Вслед за ней засмеялись и все остальные. Я тоже засмеялся вместе со всеми.
– А помочь не смогу, дорогой юноша, не смогу. Наслышан о ваших горестях, но не смогу. Не обессудьте.
Я, сохраняя лицо, с сожалением развел руками. Ну что ж, нет так нет.
– Не прошли вы мой личный экзамен, – с участием сказал ученый.
Я еще раз развел руками, хлопнул себя по коленкам и сказал, что мне пора, что я иду в библиотеку читать книги, потому что заниматься наукой – я потряс в воздухе указательным пальцем – это очень хорошо и полезно для ума, а не заниматься – плохо и неполезно. Ученый важно закивал мне своей вытянутой головой, вроде как благословил.
Пока я натягивал в коридоре ботинки, туда выскочила моя двоюродная сестра, поправляя растрепанные волосы.
– Ты куда? Это же неприлично! Неужели непонятно?
– Почему неприлично? Мне пора…
– Ты должен был хотя бы его поблагодарить!
– За что же это?
Я справился с ботинками, взглянул на сестру и снял с вешалки пуховик.

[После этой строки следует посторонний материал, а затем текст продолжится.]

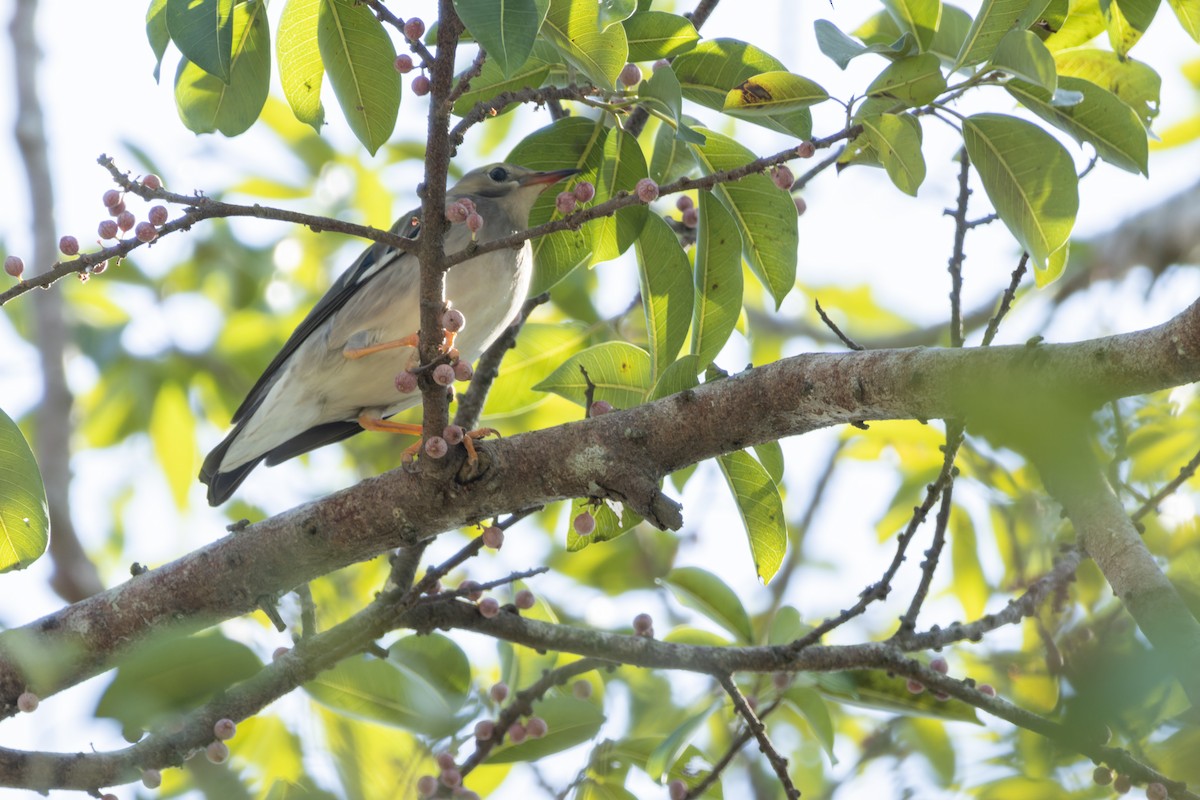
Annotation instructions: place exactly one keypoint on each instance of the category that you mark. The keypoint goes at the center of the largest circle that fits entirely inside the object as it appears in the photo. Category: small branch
(959, 256)
(760, 732)
(825, 318)
(1151, 503)
(1006, 301)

– Он, такой серьезный человек, тебе время уделил.
– Саша, иди-ка ты в задницу вместе со своим серьезным человеком, – сказал я спокойно. Она в изумлении открыла рот и вытаращила глаза.
– Что-о-о?
Глядя на нее в упор, улыбаясь и наслаждаясь произведенным эффектом, я застегнул пуховик, открыл дверь и вышел на лестничную площадку.
– Хам! – крикнула она вслед и хлопнула дверью.
Когда я вышел, мне показалось, что пока мы сидели, на улице всё переменилось, и прежний город, совсем недавно называвшийся иначе, куда-то канул, высох, раскрошился, развалился под натиском рвущихся из-под земли джунглей с их доброй и тревожной охотой.
Фасады потемнели, словно наружу проступила злоба их обитателей. Мясные ларьки, неряшливо вывалившие свиные и говяжьи ошметки, передавали привет с полей сражений. Ларьки сигаретные глумливо намекали разноцветными пачками и зажигалками, что скоро у меня не останется денег на курево. Автомобили носились взад-вперед на дикой скорости, распугивая своим светом людей, теперь уже едва заметных и напоминающих тени. Кошки вжались в стены, в углы, словно готовились распружиниться и с диким визгом вцепиться в горло. Даже морды собак, обыкновенно добродушные, выражали озабоченность: укусить или не укусить? Лучше все-таки укусить, хуже не будет.
– Эй, Андрей, – крикнул вдруг кто-то в рифму мужским голосом. Я был уверен, что это не мне, но не удержался, обернулся на голос, и тут же оказался заключен в неуклюжие медвежьи объятия.
– Жорик?! Господи! Привет… – неприятный морок не рассеялся, но город почему-то в одно мгновение стал прежним, детским, дурашливым. Как круглое лицо Жорика, которое по-собачьи терлось об меня щеками.